New knowledge discovery through coevolution of machine learning and process-based modelling (INVITED)

Machine learning (ML) applications in Earth and environmental sciences (EES) have gained incredible momentum in recent years. However, these ML applications have largely evolved in ‘isolation’ from the mechanistic, process-based modelling (PBM) paradigms, which have historically been the cornerstone of scientific discovery and policy support. In this talk, we assert that the cultural divide between the ML and PBM communities limits the potential of ML, and even its ‘hybridization’ with PBM, for EES applications. A hydrologic modelling experiment is used to illustrate the fundamental differences between the two worldviews, and to shed light on some critical, but often ignored, issues ML may face in practice. These issues largely arise from the fact that Earth and environmental systems are complex, with behaviors that can change in ways that are physically explainable but not seen in the period of record, due to factors such as climate change and human interventions.

We further ponder over a ‘coevolutionary’ approach to model building, shifting away from a borrowing to a co-creation culture, to develop a generation of models that leverage the unique strengths of ML such as scalability to big data and high-dimensional mapping, while remaining faithful to process-based knowledge base and principles of model explainability and interpretability, and therefore, falsifiability.
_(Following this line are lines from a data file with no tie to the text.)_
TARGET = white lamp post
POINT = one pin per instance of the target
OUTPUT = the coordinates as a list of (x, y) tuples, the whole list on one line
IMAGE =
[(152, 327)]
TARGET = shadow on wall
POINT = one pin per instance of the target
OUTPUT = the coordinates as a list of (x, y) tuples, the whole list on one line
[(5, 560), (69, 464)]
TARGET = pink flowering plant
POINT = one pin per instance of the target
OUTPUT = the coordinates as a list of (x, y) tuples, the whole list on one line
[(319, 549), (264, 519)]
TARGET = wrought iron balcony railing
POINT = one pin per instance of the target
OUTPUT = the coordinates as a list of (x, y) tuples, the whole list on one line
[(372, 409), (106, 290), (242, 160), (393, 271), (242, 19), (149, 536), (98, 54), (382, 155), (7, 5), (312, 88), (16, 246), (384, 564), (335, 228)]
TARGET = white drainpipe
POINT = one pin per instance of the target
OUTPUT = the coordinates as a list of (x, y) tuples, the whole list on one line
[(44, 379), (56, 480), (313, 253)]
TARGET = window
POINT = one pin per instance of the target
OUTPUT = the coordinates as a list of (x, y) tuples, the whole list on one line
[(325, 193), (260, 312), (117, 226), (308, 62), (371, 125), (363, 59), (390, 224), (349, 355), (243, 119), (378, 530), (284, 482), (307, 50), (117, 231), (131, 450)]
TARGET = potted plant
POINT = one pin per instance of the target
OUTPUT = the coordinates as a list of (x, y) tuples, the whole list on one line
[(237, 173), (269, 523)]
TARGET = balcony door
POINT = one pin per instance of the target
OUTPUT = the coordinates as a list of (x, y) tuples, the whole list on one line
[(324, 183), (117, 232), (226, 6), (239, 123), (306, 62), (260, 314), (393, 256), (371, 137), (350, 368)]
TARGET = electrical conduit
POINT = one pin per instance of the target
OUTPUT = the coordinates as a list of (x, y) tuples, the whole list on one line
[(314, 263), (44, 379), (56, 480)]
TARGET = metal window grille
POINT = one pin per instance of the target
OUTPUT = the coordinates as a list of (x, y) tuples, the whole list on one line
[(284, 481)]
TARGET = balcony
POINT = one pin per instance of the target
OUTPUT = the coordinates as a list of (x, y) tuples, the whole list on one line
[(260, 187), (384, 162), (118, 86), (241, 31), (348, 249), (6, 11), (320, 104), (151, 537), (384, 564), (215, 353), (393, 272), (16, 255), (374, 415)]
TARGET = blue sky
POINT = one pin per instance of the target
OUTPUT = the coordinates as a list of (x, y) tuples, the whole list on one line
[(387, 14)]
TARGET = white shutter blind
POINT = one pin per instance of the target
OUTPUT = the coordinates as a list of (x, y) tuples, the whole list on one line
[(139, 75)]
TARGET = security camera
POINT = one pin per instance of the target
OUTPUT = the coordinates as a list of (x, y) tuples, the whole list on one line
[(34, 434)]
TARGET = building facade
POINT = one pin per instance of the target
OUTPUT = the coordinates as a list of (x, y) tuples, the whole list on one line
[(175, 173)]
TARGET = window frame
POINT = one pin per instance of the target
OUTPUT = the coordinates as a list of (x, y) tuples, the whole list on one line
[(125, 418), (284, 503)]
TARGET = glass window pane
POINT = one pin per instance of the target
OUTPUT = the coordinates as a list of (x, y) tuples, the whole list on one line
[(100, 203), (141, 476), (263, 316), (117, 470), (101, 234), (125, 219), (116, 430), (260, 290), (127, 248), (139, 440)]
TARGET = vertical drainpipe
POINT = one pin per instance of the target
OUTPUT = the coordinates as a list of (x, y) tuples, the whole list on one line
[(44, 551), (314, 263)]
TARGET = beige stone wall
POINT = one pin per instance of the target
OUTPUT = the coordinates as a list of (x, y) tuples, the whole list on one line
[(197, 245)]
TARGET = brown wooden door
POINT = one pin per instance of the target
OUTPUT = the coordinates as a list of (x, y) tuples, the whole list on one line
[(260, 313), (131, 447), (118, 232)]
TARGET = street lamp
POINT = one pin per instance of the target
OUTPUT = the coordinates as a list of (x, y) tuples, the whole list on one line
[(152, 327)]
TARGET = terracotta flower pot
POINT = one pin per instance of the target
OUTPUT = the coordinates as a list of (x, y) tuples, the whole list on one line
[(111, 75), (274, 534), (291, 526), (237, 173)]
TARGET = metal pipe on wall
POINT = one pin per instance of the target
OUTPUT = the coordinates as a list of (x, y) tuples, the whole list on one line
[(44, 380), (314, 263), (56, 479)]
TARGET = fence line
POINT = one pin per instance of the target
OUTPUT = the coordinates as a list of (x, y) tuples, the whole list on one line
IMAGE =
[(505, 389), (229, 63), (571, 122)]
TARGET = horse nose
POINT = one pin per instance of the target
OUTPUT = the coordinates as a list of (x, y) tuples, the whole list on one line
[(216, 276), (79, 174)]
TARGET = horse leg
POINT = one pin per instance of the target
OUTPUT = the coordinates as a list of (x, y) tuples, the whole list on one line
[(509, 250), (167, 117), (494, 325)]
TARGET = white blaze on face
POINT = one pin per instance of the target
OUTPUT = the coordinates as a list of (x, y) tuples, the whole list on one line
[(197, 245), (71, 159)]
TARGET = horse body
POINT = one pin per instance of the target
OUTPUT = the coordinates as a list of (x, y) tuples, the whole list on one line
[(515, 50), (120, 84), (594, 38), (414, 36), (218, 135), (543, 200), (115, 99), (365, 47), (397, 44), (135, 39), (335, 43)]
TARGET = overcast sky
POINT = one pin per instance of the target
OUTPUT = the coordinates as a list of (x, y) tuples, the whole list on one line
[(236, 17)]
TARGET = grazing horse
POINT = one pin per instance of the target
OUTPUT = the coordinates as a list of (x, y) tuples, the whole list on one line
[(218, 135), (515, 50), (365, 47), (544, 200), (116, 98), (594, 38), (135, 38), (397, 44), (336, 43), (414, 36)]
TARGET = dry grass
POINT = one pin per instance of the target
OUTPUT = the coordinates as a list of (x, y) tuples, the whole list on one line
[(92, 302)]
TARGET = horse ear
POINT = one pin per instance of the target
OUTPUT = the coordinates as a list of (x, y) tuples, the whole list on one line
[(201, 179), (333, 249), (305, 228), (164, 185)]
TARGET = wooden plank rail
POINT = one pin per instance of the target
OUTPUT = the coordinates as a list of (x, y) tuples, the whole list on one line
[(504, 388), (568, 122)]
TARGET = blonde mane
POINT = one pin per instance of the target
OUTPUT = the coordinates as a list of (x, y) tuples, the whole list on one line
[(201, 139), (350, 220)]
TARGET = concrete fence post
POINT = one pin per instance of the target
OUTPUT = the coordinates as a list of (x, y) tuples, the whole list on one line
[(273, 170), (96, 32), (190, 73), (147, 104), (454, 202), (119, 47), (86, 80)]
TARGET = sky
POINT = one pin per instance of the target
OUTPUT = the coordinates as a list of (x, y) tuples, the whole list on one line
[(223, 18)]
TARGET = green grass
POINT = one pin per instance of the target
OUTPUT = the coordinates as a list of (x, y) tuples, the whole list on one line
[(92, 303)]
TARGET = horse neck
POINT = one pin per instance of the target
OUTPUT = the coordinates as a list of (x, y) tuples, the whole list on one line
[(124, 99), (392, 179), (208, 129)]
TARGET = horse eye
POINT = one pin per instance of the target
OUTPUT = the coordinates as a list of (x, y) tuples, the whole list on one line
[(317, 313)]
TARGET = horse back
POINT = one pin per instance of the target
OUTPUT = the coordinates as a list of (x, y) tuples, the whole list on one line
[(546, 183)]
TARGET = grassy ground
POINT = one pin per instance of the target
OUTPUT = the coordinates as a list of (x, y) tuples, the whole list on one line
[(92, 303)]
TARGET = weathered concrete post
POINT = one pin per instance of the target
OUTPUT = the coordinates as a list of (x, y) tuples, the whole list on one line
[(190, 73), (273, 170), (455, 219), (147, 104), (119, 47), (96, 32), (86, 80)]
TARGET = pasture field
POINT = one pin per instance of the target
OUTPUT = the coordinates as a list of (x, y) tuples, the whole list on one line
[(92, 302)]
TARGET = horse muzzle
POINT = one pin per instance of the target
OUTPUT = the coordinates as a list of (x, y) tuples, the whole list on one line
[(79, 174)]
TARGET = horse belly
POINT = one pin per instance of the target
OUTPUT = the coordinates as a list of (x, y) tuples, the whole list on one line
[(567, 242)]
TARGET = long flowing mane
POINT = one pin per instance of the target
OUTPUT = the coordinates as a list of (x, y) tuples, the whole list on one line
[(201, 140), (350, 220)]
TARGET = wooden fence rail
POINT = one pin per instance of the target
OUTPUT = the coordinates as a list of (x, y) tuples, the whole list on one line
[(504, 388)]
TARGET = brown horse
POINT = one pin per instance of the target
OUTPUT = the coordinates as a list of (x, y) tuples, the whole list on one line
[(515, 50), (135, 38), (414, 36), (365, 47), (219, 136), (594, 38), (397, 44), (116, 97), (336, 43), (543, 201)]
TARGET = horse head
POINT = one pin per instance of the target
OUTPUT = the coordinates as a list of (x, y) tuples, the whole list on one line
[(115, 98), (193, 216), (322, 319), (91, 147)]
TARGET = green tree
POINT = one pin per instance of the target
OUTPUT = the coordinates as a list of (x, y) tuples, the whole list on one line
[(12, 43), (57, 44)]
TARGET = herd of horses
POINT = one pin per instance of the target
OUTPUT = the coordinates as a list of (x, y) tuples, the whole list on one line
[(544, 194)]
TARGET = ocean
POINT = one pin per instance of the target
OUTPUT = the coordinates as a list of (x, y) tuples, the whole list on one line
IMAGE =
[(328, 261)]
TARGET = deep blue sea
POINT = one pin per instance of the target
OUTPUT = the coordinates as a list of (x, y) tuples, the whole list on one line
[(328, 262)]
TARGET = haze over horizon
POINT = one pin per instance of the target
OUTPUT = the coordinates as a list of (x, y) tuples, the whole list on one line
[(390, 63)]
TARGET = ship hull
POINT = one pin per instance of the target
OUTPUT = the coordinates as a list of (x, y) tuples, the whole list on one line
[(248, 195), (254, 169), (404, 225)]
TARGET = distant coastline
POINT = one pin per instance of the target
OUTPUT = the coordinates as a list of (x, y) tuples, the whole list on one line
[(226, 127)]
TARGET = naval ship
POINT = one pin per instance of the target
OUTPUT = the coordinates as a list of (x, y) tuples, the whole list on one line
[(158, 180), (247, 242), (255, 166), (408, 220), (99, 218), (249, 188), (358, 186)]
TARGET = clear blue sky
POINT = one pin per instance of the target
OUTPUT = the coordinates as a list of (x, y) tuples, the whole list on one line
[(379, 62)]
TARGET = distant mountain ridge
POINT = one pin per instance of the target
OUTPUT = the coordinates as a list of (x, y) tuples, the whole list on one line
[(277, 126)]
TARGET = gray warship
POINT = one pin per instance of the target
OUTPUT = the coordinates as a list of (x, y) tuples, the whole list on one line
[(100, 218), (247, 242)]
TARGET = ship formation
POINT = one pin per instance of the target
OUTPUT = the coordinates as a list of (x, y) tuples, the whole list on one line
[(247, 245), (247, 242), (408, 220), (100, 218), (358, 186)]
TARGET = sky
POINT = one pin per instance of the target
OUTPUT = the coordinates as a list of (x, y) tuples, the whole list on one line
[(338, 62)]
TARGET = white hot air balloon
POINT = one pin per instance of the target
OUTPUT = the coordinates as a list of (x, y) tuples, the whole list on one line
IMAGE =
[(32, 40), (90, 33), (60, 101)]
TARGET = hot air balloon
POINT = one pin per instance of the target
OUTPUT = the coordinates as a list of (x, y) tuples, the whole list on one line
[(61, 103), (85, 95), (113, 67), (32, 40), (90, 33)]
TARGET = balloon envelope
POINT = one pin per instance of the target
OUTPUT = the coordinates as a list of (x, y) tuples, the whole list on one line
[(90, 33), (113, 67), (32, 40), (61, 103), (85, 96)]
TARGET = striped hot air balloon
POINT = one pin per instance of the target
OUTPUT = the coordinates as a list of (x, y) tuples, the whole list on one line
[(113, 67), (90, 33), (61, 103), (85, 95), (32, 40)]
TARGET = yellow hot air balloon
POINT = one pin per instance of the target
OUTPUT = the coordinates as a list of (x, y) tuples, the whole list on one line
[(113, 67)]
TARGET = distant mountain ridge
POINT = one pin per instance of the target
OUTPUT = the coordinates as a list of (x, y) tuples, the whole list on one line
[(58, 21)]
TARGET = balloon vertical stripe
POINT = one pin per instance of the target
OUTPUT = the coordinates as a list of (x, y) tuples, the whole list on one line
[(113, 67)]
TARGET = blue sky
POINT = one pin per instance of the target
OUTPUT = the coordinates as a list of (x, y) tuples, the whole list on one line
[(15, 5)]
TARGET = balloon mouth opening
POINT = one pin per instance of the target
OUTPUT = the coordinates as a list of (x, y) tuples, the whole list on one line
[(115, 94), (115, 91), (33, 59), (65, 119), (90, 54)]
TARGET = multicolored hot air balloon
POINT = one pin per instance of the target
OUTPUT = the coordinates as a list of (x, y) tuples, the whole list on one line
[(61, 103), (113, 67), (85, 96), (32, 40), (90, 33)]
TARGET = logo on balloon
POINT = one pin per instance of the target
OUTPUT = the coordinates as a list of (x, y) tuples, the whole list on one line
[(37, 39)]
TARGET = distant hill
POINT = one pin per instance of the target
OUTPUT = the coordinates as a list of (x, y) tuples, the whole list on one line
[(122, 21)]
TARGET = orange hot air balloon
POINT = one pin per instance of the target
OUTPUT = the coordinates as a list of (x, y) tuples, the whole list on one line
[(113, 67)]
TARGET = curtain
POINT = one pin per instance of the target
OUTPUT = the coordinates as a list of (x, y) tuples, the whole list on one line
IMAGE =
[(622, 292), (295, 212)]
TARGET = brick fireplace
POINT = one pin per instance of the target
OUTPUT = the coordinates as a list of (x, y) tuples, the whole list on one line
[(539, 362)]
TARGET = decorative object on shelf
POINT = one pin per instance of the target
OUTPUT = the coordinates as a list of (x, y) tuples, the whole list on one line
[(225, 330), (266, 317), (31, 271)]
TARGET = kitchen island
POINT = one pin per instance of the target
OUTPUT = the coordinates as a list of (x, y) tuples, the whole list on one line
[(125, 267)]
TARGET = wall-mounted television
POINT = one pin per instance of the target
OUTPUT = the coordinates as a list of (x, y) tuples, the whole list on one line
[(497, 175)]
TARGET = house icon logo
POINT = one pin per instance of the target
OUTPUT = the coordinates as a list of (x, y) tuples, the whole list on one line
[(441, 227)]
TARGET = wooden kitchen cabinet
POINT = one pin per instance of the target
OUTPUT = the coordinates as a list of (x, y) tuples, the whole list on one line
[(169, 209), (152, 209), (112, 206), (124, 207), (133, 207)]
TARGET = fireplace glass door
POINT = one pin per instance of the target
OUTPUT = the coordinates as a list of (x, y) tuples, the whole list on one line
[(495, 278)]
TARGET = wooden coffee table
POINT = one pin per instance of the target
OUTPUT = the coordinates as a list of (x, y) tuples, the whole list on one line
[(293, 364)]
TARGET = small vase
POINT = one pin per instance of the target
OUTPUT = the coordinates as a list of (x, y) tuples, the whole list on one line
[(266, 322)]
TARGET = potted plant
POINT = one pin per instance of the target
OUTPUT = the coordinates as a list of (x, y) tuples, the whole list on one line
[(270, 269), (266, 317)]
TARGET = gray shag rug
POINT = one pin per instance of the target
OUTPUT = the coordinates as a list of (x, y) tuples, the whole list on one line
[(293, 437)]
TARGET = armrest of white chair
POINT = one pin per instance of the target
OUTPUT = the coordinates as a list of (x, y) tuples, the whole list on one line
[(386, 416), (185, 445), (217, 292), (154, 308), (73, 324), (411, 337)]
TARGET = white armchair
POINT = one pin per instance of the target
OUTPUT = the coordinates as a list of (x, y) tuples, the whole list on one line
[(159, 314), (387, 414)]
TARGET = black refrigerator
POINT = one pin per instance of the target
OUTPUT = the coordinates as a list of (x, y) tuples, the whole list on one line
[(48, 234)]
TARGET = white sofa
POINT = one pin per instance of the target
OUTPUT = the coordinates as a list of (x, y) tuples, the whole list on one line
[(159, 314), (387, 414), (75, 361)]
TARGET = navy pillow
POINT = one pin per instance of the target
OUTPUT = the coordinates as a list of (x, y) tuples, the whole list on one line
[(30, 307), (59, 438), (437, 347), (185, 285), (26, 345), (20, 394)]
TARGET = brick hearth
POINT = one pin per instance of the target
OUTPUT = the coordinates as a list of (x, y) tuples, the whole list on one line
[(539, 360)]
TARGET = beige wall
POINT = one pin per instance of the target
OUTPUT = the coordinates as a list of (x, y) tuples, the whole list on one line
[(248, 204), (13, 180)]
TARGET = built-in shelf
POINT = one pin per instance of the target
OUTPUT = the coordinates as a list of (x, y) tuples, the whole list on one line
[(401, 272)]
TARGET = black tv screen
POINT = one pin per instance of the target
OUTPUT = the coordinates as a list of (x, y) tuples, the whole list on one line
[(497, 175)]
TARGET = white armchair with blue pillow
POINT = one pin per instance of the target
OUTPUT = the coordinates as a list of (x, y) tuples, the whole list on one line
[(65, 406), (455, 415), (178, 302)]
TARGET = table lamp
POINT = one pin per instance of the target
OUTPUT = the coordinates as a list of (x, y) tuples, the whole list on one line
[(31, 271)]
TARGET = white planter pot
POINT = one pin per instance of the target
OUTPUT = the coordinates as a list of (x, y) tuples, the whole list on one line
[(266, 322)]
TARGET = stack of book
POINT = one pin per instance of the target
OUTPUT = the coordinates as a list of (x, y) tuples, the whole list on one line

To this end, a new modelling paradigm is framed, that is both ML-powered and process-equipped, for new knowledge discovery from big, complex, and high-dimensional geospatial data. This paradigm can directly derive and synthesize new differential (ordinary or partial) and other types of equations across various hydro-climatic and socio-economic settings, at scales from small headwater catchments to large multi-jurisdictional watersheds. This modelling paradigm is expected to serve the three overarching modelling objectives in EES, (1) nowcasting and prediction, (2) scenario analysis, and (3) diagnostic learning.

References:

Razavi, S., Hannah, D. M., Elshorbagy, A., Kumar, S., Marshall, L., Solomatine, D. P., ... & Famiglietti, J. (2022). Coevolution of machine learning and process‐based modelling to revolutionize Earth and environmental sciences: A perspective. Hydrological Processes, 36(6), e14596.

Razavi, S. (2021). Deep learning, explained: Fundamentals, explainability, and bridgeability to process-based modelling. Environmental Modelling & Software, 144, 105159.